Charles Brisard plaide pour le retour des enfants et des adultes. "Le risque est grand que des prisonniers s'échappent et projettent des attaques en Europe", dit-il. "La décision de rapatriement prise par la Belgique est courageuse, pour des raisons sécuritaires et humanitaires. Plus on attend, plus on se trompe."
"Cinquante nuances de Brun"
À côté du terrorisme lié à l'islamisme radical, l'Europe assiste à une montée de violence des groupes d'extrême droite. Le 19 février 2020 à Hanau, en Allemagne Tobias Rathjen exécute en moins d'un quart d'heure 9 personnes dans deux bars à chicha.

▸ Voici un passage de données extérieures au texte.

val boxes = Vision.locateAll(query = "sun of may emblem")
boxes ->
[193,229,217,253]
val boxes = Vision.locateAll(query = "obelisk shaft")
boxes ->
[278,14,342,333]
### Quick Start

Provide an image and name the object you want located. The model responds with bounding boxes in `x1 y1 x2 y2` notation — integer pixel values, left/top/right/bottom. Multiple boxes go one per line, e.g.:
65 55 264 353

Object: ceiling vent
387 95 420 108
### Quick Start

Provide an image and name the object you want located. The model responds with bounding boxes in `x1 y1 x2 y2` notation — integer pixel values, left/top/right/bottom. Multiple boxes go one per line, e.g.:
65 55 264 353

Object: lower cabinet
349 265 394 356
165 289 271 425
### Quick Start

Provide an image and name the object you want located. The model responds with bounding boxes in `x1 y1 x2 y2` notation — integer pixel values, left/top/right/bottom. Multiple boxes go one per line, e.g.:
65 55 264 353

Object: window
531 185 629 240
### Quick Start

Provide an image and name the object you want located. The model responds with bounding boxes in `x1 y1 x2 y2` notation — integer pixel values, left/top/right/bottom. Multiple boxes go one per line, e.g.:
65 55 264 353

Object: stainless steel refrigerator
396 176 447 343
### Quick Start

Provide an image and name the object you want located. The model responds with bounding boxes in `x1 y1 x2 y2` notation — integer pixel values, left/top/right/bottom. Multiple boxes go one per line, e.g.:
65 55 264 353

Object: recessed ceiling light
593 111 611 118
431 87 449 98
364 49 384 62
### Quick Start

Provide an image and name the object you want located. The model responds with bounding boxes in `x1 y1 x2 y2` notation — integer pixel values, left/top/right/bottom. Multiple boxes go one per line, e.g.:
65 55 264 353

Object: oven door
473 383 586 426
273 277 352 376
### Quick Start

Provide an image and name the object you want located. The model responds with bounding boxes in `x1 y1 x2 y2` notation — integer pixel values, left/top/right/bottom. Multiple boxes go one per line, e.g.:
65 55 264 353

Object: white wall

Cette attaque terroriste est liée à la montée d'un discours raciste, contre les migrants et les musulmans. Un an auparavant, le politicien CDU Walter Lübkce était assassiné pour sa politique en faveur des réfugiés par Stephan Ernst, un terroriste évoluant dans la sphère néonazie.
"La montée du terrorisme d'extrême droite, comme celle des suprémacistes, est plus préoccupante à mes yeux que Daech", dit Gilles de Kerchove. "Ici, on est dans '50 nuances de brun', des groupes variés, des 'skinheads', des religieux. Ce qui les réunit, c'est l'adhésion à la théorie du grand remplacement. Ils sont très actifs sur internet. On commence à travailler sur eux en reprenant les outils utilisés contre Al-Qaïda". La pandémie de coronavirus a par ailleurs accru les théories complotistes, qui utilisent internet comme vecteur. "La violence a explosé sur internet, on y trouve des contenus de haine, du racisme pur et de la désinformation étatique", ajoute-t-il. "Je crains aussi des nouvelles formes de radicalisation, comme celle des technophobes qui mettent le feu aux antennes 5G."